桜井基佐 さくらいもとすけ 生没年未詳 通称:中務丞・弥次郎・弥三郎 法号:永仙

生国は摂津・越中・下総など諸説ある。康正三年(1457)九月七日の「武家歌合」に正徹心敬らと共に出席しており、正徹一門の歌人であったと見られる。主に連歌師として活動し、初め心敬の、のち宗祇の門に入ったかと言う。文明〜明応頃、宗祇らと共に連歌会に出座。晩年は山城に住した。永正六年(1509)十二月の連歌会が判明する最終事蹟。家集『基佐集』、句集『基佐句集』がある。

「基佐集」群書類従263・私家集大成6・新編国歌大観8

荻声驚夢

さびしさの種をぞうゑし宵々に夢おどろかす庭の荻原集外三十六歌仙

【通釈】秋風に蕭条と葉音を立てる荻叢に、夜ごと夢を破られる。庭に植えたのは外ならぬ寂しさの種だったのだ。

【補記】「荻原」は荻の茂みを指す歌語。「原」すなわち「広い平らな地」の意は無い。

花に寄する恋

花を見ておもひ忘るる時あれど立ちされば又おもふ君かな(基佐集)

【通釈】桜の花を見て、恋しい思いを忘れる時はあるけれど、木のもとを立ち去れば、また恋しく思うあなたであるなあ。

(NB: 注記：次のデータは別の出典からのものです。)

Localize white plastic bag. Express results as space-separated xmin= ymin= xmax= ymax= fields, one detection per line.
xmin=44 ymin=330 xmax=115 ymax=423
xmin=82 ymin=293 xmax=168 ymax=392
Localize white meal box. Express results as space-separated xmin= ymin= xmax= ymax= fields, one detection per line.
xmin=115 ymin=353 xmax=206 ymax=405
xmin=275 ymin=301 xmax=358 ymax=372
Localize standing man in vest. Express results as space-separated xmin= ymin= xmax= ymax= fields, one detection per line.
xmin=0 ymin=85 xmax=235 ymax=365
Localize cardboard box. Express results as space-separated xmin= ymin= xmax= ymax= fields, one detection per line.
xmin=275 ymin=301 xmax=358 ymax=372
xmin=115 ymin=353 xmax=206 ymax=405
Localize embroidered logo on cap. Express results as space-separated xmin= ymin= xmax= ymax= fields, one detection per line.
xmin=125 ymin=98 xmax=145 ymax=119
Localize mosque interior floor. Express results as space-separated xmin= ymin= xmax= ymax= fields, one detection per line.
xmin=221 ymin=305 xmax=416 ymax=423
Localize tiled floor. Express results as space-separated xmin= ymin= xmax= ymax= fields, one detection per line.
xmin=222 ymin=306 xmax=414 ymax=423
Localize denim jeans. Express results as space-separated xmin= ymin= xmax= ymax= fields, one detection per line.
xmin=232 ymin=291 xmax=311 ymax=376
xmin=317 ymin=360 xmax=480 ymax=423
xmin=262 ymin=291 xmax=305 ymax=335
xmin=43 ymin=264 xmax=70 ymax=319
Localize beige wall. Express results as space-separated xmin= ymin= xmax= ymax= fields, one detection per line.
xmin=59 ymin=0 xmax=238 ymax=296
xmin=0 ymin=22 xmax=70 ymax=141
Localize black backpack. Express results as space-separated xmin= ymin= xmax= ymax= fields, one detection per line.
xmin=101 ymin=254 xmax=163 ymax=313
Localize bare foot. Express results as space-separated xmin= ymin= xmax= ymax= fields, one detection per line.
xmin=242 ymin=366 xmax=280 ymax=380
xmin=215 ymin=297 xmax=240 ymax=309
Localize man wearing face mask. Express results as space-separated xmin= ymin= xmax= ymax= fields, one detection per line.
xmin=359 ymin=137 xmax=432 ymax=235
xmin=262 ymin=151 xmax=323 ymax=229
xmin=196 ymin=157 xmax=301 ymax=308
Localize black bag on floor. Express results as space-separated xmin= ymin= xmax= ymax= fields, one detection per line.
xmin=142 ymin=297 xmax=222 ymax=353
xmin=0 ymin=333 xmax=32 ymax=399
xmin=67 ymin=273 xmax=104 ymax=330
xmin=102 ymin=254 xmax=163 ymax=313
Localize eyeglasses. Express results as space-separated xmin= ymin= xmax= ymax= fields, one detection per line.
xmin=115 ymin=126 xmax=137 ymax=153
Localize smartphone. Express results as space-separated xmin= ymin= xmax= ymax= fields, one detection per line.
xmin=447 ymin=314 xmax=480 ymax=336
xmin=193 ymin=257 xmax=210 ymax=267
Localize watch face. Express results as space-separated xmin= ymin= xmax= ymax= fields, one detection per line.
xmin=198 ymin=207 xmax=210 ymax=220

【補記】例えば同題の西行の歌「花をみる心はよそにへだたりて身につきたるは君がおもかげ」(山家集)は桜の花にも浮気しない一途な恋心を詠むが、対して掲出歌は、花を見ている間だけは恋人を忘れることができると言う。心の弱さ柔らかさを率直に歌って、かえって人への思いの深さがしみじみと感じられる。